Branche, a native of Southampton County, was a member of the Marine Corps stationed at the Philadelphia Navy Yard Base on Nov. 22, 1963, when he got the news of Kennedy’s death in Dallas, Texas.

“I was walking across the parade field and escorting someone off the base,” Branche recalled about the day. “Someone came out and told him what had been reported.

“It was a total shock,” he continued. “It took a while to sink in.”

Originally, the president was scheduled to visit Philadelphia two weeks later and attend the Army-Navy football game.

“I’m pretty sure Navy won,” he said, and added that Roger Staubach was playing then.

Branch was to be one of four Marines tapped to guard Marine 1, which is the president’s helicopter.

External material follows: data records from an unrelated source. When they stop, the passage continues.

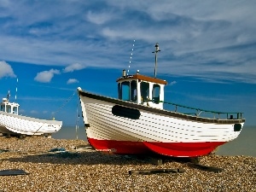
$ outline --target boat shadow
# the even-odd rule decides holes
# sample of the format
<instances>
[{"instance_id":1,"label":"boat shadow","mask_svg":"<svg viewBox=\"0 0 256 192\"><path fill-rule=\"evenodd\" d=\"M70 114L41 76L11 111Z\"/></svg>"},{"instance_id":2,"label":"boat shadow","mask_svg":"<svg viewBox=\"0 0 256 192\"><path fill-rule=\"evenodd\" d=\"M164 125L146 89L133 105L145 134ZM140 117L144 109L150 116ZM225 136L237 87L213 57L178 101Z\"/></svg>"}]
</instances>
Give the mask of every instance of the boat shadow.
<instances>
[{"instance_id":1,"label":"boat shadow","mask_svg":"<svg viewBox=\"0 0 256 192\"><path fill-rule=\"evenodd\" d=\"M7 152L9 153L9 152ZM152 161L154 160L154 161ZM184 163L189 159L166 158L162 156L145 155L119 155L106 154L95 150L87 151L65 151L58 153L32 154L23 153L15 157L2 159L10 162L19 163L43 163L43 164L65 164L65 165L155 165L155 160L161 160L162 163L177 161Z\"/></svg>"}]
</instances>

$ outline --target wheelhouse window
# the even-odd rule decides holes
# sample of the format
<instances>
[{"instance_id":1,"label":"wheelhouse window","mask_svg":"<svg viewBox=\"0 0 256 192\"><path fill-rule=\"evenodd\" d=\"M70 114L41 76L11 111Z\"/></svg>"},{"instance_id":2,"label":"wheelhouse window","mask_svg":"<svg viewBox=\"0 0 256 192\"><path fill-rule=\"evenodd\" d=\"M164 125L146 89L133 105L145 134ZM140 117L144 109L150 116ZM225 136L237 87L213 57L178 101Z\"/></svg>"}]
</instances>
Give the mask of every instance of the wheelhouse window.
<instances>
[{"instance_id":1,"label":"wheelhouse window","mask_svg":"<svg viewBox=\"0 0 256 192\"><path fill-rule=\"evenodd\" d=\"M13 113L17 114L18 113L18 108L17 107L14 107L14 109L13 109Z\"/></svg>"},{"instance_id":2,"label":"wheelhouse window","mask_svg":"<svg viewBox=\"0 0 256 192\"><path fill-rule=\"evenodd\" d=\"M131 82L131 99L132 102L136 102L137 100L137 81L132 80Z\"/></svg>"},{"instance_id":3,"label":"wheelhouse window","mask_svg":"<svg viewBox=\"0 0 256 192\"><path fill-rule=\"evenodd\" d=\"M152 97L156 102L160 101L160 86L158 84L153 85Z\"/></svg>"},{"instance_id":4,"label":"wheelhouse window","mask_svg":"<svg viewBox=\"0 0 256 192\"><path fill-rule=\"evenodd\" d=\"M141 96L142 101L146 101L149 99L149 83L141 83Z\"/></svg>"},{"instance_id":5,"label":"wheelhouse window","mask_svg":"<svg viewBox=\"0 0 256 192\"><path fill-rule=\"evenodd\" d=\"M125 81L121 83L120 99L130 101L130 82Z\"/></svg>"}]
</instances>

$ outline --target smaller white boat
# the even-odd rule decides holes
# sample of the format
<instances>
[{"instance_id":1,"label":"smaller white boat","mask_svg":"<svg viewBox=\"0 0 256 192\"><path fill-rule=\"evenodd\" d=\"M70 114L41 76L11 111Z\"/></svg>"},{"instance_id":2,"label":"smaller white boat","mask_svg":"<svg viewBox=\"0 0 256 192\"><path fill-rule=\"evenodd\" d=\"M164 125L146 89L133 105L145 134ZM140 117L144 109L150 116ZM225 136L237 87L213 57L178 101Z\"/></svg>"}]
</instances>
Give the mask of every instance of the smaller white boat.
<instances>
[{"instance_id":1,"label":"smaller white boat","mask_svg":"<svg viewBox=\"0 0 256 192\"><path fill-rule=\"evenodd\" d=\"M20 105L3 98L0 103L0 132L9 135L44 135L49 136L58 131L62 121L46 120L19 115Z\"/></svg>"}]
</instances>

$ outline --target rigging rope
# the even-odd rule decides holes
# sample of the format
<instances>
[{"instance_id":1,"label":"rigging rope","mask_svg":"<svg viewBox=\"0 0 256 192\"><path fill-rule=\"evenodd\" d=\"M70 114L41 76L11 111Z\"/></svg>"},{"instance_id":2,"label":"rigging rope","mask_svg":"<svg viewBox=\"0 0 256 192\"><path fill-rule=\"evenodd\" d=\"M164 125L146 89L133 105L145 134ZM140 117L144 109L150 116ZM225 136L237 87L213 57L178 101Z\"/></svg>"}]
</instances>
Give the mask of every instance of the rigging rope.
<instances>
[{"instance_id":1,"label":"rigging rope","mask_svg":"<svg viewBox=\"0 0 256 192\"><path fill-rule=\"evenodd\" d=\"M128 66L128 70L127 70L127 75L129 75L129 71L130 71L130 66L131 66L131 58L132 58L132 52L133 52L134 44L135 44L135 40L133 40L133 44L132 44L132 49L131 49L131 56L130 56L130 61L129 61L129 66Z\"/></svg>"},{"instance_id":2,"label":"rigging rope","mask_svg":"<svg viewBox=\"0 0 256 192\"><path fill-rule=\"evenodd\" d=\"M67 102L71 101L71 99L73 97L77 90L73 91L73 93L67 99L66 102L64 102L55 112L52 113L52 119L55 119L55 115L59 113L59 111L67 105Z\"/></svg>"}]
</instances>

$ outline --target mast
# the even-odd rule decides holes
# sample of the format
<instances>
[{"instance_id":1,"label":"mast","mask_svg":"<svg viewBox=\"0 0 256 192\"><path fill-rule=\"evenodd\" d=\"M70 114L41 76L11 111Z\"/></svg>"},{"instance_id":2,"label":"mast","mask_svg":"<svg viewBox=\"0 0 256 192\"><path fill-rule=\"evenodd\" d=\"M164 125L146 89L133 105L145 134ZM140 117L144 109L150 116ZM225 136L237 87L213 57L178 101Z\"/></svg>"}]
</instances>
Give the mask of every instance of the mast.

He added they would have been face-to-face with him on arrival, and might have even gotten a chance to speak to Kennedy. Branche said the president was known to directly address those who served him.

The honor to serve Kennedy came through his commandant, Gen. Wallace Greene, who was the leader of Marines throughout the world then. Branche said he had personally served Greene’s escort on numerous occasions.

“I perked up at the thought of performing a duty for the president,” said Branche. “No one had any bad remarks to say about him. He was just well respected.”

A mourning tribute was later performed at the base.

Asked for thoughts about the theories of who else might have been responsible for the assassination other than Lee Harvey Oswald, Branche said he was not in a position to comment.

After his active service ended in 1966, Branche, 70, returned to his native Southampton County, and soon began work for Union Camp Corp., where he served in general maintenance.

Although now affiliated with farming, but not active, Branche lives with his wife, Judi, in Hunterdale.

On Friday, in honor of the former president, he plans to watch some of the special programs about Kennedy and that historic day.